Italian-Style Lamb Shanks

Italian-Style Lamb Shanks

Tender lamb shanks in red wine with onion, garlic and tomatoes.

Rating:

5 stars 5 stars 5 stars 5 stars 5 stars (14 ratings made) Rate
Serves: 4 person(s) Change

Preparation Time: 20 mins
Cooking Time: 2 hrs

Yield: 4 x lamb shanks

Diabetes-Friendly Recipe Low-Carb Recipe High-Fiber Recipe High-Calcium Recipe Dairy-Free Recipe

Ingredients Convert to Imperial

  • 4 lamb shanks, trimmed (10 oz each)
  • 8 baby pickling onions, skins removed
  • 8 cloves garlic, peeled
  • 1 (1 oz) packet French onion soup mix
  • 1 cup red wine
  • 1 cup water
  • 1 tsp dried thyme
  • 2 Tbsp tomato paste, no added salt
  • 1 tsp reduced-sodium beef stock powder
  • 1 tsp garlic stock powder
  • 1 (14 oz) can tomatoes in juice, no added salt, chopped
  • 1 roasted red bell pepper, skinned and cut into quarters
  • 1 roasted yellow bell pepper, skinned and cut into quarters
  • 1 Tbsp cornstarch
  • 2 Tbsp extra water

Directions:

Preheat oven to 325F.

Place lamb shanks, onions and garlic cloves in a large casserole dish.
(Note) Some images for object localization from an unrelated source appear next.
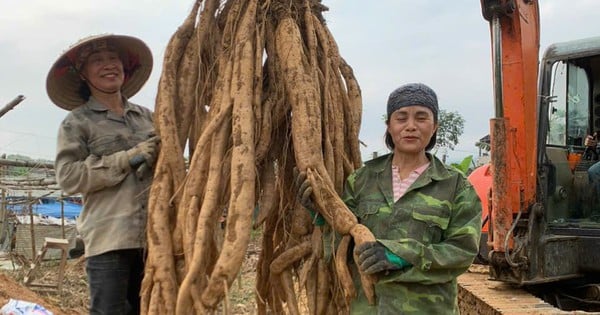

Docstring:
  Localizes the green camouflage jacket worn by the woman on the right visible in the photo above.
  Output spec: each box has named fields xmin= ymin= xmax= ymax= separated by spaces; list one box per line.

xmin=343 ymin=154 xmax=481 ymax=314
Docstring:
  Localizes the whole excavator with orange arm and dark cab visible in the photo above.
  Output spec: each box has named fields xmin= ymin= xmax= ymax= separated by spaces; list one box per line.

xmin=469 ymin=0 xmax=600 ymax=311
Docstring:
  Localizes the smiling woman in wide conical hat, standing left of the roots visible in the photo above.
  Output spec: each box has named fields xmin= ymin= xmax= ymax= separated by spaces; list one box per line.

xmin=46 ymin=34 xmax=159 ymax=314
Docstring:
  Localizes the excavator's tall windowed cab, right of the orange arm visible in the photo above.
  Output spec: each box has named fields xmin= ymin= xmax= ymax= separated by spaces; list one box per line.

xmin=537 ymin=37 xmax=600 ymax=288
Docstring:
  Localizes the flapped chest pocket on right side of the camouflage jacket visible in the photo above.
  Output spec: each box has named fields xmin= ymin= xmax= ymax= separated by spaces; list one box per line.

xmin=408 ymin=207 xmax=450 ymax=245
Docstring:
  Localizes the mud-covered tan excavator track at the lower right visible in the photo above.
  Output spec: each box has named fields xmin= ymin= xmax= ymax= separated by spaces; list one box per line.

xmin=458 ymin=265 xmax=600 ymax=315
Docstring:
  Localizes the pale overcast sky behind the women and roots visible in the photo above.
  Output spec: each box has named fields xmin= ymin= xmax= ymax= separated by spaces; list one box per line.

xmin=0 ymin=0 xmax=600 ymax=160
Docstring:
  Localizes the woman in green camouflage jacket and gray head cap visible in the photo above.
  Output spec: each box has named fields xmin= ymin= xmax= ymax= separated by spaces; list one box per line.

xmin=295 ymin=83 xmax=481 ymax=314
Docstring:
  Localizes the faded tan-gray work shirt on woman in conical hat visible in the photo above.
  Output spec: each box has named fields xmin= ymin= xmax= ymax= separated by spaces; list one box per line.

xmin=55 ymin=97 xmax=154 ymax=257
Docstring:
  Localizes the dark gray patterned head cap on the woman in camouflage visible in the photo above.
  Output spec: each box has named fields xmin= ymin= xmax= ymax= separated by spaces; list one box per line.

xmin=387 ymin=83 xmax=438 ymax=122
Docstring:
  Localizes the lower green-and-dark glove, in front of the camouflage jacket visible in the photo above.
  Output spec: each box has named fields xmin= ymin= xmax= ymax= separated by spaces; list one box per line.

xmin=354 ymin=242 xmax=412 ymax=275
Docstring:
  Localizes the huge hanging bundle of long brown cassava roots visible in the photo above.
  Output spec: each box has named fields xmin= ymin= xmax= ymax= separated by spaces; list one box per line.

xmin=141 ymin=0 xmax=374 ymax=314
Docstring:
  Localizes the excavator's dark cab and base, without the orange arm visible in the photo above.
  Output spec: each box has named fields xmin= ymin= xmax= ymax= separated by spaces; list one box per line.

xmin=488 ymin=37 xmax=600 ymax=311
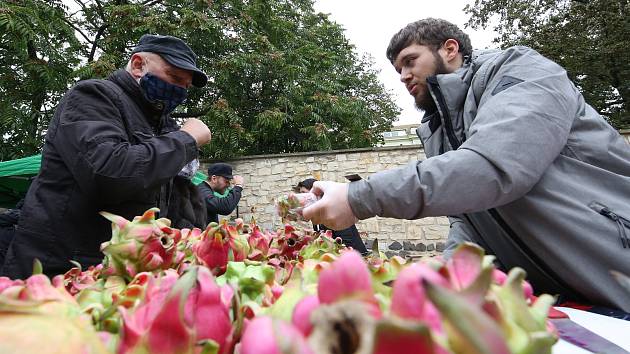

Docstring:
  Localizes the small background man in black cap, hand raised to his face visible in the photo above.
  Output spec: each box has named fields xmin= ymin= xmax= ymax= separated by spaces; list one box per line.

xmin=197 ymin=162 xmax=243 ymax=223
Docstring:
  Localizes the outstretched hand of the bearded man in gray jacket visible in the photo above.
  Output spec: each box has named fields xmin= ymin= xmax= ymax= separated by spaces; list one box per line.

xmin=302 ymin=181 xmax=359 ymax=230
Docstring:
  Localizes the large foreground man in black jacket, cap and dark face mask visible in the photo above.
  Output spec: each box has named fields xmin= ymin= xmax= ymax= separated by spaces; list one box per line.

xmin=0 ymin=35 xmax=210 ymax=278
Combine the soup mix, wine, water, thyme, tomato paste, beef stock powder, and garlic stock powder in a bowl, then stir in the tomatoes and juice. Pour over the lamb shanks. Cover casserole. Cook in preheated oven for 1-1/2 hours, stirring once after about 1 hour.

Add the bell peppers; cover and cook for a further 30 minutes.

Skim any excess fat from the top of the sauce. Combine the cornstarch and water, and stir into the casserole.

Return to the oven for a further 5 to 10 minutes or until the sauce has thickened.

Variations:

Serve with couscous or mashed potatoes.

Serving suggestions are not included in the nutritional analysis.

Tips:

Casseroles like these are good made a day ahead. Cool quickly, then refrigerate. To serve, remove excess fat off the top, then reheat thoroughly.